OTTAWA - A top CSIS official insisted in the days following the Air India bombing that the fledgling spy agency had the information needed to help police crack the case, a public inquiry has heard.
But Bob Burgoyne, a former counter-terrorism officer, testified Tuesday that he thought Archie Barr, then deputy director of the Canadian Security Intelligence Service, was likely just trying to boost morale with the statement.
"We're going to solve Air India,'' Burgoyne quoted Barr as telling colleagues just after Sikh terrorists downed Flight 182 in June 1985, killing 329 people.
Burgoyne, who then served on the Sikh desk of CSIS, said he interpreted the words to mean that "we had the knowledge base . . . a pretty good idea who the perpetrators were behind this.''
Former Supreme Court justice John Major, the head of the inquiry, interjected to suggest that Barr may have been delivering "a sort of rallying cry rather than a promise.''
"I believe so,'' replied Burgoyne. "The comment that he made, I believe, was probably to encourage us.''
CSIS had been created just a year earlier to replace the old RCMP security service, which had been heavily criticized for its excessive zeal -- and in some cases outright lawbreaking -- in the name of fighting Quebec separatism.
But the new spy service, largely staffed by ex-Mounties, came in for criticism itself following the Air India attack.
It's now known that CSIS had key suspects under surveillance before the bombing but failed to piece the puzzle together in time to head off the plot. The service was also slammed for erasing wiretap tapes that could have helped in the post-bombing criminal investigation.
Burgoyne acknowledged that he had only a year of experience on the Sikh desk and received little training for the job. But he insisted CSIS did a creditable job with the resources at its disposal.
"They were hectic times back in that first year,'' he said. "But I think -- and I hope -- that we laid the cornerstone for other successful investigations that followed.''
It wasn't clear what investigations he had in mind. Only one man, Inderjit Singh Reyat, was ever convicted, on a reduced charge of manslaughter, for his role in the bomb plot.
The suspected mastermind, Talwinder Singh Parmar of the militant Babar Khalsa sect, left Canada and was shot dead by police in India in 1992. Two others were acquitted at trial in Vancouver in 2005.
Previous evidence has shown that it took CSIS five months to obtain a wiretap warrant on Parmar before the bombing, even though it considered him "potentially the most dangerous Sikh in the country.''
Glen Gartshore, then Burgoyne's immediate superior, testified Tuesday that in retrospect "it was probably not being processed in a timely way, I can see that now.''
By contrast, he recalled, it took just two days to get an urgent warrant in another anti-terrorist case the service had on the go.

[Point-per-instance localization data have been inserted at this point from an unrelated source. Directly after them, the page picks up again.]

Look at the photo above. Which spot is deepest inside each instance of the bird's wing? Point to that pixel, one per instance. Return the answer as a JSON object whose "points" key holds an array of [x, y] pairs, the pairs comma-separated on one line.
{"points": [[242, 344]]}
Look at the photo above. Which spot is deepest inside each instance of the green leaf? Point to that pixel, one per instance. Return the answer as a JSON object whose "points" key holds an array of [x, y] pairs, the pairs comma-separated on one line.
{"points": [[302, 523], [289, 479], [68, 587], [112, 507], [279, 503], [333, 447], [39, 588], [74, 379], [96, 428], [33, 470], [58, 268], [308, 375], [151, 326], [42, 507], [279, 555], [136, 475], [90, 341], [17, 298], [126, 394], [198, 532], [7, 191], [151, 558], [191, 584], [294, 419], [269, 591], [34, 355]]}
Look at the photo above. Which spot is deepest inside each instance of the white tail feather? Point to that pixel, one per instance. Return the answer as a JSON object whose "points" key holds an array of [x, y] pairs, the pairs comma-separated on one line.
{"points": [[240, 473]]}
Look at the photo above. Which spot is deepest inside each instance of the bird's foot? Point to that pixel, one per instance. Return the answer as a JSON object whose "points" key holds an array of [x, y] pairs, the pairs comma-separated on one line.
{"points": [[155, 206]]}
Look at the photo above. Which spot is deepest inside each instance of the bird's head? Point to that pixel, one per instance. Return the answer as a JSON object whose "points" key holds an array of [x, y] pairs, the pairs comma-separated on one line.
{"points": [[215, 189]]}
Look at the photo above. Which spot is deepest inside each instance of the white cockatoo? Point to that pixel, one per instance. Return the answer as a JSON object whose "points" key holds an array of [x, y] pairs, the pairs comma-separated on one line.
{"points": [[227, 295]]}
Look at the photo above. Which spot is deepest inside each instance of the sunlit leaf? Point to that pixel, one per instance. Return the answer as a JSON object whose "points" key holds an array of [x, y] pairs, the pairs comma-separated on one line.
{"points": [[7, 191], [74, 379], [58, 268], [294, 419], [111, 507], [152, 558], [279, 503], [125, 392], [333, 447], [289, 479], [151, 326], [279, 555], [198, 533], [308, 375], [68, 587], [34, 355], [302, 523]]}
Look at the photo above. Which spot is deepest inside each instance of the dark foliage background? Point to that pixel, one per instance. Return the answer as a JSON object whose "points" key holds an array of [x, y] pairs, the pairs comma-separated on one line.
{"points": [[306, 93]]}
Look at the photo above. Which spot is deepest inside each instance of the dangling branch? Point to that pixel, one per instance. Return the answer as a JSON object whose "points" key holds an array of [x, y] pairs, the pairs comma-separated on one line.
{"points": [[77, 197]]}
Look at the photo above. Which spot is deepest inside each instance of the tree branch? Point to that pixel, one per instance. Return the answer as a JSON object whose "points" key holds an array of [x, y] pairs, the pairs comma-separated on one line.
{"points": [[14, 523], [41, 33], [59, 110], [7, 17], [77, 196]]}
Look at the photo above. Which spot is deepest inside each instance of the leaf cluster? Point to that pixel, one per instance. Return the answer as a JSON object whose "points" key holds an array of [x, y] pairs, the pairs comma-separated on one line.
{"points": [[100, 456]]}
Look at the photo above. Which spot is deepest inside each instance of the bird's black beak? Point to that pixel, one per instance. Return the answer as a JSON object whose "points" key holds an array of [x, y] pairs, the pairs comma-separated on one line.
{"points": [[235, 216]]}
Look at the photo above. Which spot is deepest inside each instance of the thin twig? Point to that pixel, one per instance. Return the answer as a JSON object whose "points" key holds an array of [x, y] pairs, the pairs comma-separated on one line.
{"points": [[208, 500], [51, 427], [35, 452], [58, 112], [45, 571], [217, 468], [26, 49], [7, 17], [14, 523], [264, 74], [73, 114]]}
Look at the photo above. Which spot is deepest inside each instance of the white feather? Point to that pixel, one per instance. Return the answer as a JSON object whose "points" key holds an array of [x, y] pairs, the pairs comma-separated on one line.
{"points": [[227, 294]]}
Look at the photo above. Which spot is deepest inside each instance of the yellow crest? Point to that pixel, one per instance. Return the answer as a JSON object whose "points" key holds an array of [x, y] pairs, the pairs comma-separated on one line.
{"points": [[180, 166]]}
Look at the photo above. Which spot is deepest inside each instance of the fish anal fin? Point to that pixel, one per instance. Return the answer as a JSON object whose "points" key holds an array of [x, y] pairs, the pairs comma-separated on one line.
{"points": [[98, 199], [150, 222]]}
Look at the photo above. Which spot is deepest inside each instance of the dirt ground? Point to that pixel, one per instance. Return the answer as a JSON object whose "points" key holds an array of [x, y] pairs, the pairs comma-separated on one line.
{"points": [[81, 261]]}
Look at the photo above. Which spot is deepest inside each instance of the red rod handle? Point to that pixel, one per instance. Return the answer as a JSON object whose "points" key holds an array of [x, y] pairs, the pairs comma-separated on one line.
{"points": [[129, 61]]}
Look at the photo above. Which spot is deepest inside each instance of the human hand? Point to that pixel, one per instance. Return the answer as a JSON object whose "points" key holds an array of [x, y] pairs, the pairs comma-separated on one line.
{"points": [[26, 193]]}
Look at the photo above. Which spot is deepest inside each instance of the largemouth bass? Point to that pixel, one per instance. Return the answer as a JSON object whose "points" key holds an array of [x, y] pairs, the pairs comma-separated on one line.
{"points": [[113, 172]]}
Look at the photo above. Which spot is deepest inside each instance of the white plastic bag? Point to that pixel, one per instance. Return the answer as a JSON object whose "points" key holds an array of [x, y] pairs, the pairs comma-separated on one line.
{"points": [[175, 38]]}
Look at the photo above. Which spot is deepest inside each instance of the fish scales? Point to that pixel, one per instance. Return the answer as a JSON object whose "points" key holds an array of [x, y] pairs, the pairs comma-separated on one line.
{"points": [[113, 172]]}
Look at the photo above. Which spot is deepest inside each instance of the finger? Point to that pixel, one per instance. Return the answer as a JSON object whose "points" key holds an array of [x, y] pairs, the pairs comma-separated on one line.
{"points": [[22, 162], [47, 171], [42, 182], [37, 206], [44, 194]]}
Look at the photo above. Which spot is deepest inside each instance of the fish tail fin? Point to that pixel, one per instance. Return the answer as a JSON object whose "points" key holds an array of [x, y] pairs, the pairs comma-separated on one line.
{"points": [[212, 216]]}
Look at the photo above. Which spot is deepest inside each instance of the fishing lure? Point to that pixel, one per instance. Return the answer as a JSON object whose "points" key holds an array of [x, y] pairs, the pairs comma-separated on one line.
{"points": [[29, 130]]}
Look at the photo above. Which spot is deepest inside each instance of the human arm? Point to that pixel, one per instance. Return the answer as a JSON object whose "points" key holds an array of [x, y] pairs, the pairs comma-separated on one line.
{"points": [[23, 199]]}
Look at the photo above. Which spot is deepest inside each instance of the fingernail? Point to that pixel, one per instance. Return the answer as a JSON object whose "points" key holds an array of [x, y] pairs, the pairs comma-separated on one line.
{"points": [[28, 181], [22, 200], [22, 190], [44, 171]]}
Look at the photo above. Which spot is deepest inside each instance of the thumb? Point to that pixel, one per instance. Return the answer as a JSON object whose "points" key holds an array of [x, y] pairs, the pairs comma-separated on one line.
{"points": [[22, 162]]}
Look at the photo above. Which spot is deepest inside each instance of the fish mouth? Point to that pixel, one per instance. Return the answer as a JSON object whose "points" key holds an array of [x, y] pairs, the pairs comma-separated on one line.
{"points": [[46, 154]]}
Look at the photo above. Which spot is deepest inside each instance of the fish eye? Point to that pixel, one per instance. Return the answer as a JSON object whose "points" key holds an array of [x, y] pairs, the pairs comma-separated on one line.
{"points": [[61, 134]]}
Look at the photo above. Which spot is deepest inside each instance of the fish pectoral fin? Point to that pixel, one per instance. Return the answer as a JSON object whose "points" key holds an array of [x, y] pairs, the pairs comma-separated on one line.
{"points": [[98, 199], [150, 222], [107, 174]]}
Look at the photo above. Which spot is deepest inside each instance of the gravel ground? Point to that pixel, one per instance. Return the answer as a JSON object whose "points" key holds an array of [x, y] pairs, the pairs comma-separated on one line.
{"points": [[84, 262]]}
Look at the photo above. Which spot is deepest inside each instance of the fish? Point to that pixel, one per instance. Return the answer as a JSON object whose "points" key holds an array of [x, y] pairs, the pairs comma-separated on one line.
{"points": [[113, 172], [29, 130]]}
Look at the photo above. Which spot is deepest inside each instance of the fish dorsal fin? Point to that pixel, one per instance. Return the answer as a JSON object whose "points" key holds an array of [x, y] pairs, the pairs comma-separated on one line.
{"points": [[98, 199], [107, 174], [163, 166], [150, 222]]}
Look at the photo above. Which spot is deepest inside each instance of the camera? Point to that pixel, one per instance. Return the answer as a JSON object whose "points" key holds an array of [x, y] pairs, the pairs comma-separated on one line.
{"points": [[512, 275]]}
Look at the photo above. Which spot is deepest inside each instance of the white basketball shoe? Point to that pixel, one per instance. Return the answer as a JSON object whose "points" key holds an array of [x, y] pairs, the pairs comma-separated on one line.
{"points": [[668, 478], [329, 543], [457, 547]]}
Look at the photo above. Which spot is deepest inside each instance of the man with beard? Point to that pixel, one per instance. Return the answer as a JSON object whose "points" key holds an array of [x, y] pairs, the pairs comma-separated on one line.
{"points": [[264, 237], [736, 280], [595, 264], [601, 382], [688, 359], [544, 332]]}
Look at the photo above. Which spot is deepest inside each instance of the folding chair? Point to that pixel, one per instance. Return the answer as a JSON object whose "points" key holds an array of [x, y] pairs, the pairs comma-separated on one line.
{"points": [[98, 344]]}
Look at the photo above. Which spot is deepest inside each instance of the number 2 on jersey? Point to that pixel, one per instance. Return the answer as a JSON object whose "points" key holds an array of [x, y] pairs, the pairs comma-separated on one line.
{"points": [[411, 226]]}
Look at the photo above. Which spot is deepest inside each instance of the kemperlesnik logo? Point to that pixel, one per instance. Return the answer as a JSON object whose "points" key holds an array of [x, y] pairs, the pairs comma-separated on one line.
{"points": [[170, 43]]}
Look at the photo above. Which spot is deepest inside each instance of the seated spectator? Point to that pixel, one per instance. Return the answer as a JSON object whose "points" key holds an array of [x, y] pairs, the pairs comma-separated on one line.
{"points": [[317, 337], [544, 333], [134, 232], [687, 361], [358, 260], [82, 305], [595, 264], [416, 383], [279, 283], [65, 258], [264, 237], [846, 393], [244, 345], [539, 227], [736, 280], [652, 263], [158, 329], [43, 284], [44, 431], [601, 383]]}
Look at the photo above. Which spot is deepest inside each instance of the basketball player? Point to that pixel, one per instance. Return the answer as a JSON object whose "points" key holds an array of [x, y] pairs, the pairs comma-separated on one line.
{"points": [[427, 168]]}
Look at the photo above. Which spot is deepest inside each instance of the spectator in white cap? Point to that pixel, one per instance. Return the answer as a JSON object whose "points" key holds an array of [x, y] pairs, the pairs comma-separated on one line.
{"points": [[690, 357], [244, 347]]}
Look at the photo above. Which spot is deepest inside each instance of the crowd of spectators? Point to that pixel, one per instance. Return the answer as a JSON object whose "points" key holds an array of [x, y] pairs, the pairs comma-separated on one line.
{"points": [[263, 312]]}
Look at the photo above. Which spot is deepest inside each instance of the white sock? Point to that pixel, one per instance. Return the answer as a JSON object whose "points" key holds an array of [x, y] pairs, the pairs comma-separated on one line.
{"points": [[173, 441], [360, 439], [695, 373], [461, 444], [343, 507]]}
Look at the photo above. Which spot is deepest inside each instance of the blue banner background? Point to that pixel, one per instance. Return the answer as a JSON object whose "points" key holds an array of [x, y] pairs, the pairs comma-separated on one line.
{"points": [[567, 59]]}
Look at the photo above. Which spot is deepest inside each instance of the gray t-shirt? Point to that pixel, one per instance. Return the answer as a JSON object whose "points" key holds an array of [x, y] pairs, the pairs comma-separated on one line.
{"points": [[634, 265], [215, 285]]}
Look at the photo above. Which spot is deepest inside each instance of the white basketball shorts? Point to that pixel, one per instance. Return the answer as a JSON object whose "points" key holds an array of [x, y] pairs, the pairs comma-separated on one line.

It's known that case focused on a threat from Western Europe, but details haven't been disclosed.
Barr, long since retired from CSIS, is in bad health and is not expected to testify in person. Commission counsel say he will likely give a written statement.
Another key CSIS player -- Mel Deschenes, former head of counter-terrorism -- was also described last week as "infirm'' and unable to testify. But government lawyers said Monday that's not the case and he could appear after all.
Graham Pinos, a former Justice Department lawyer, has testified that Deschenes told him -- over drinks at a Los Angeles hotel just days before the bombing -- that he feared Sikh extremists were going to bring down an airliner.
In a written statement in 1988, Deschenes said that, although the general threat level against Air India was high, he never had any solid evidence a particular plane was being targeted.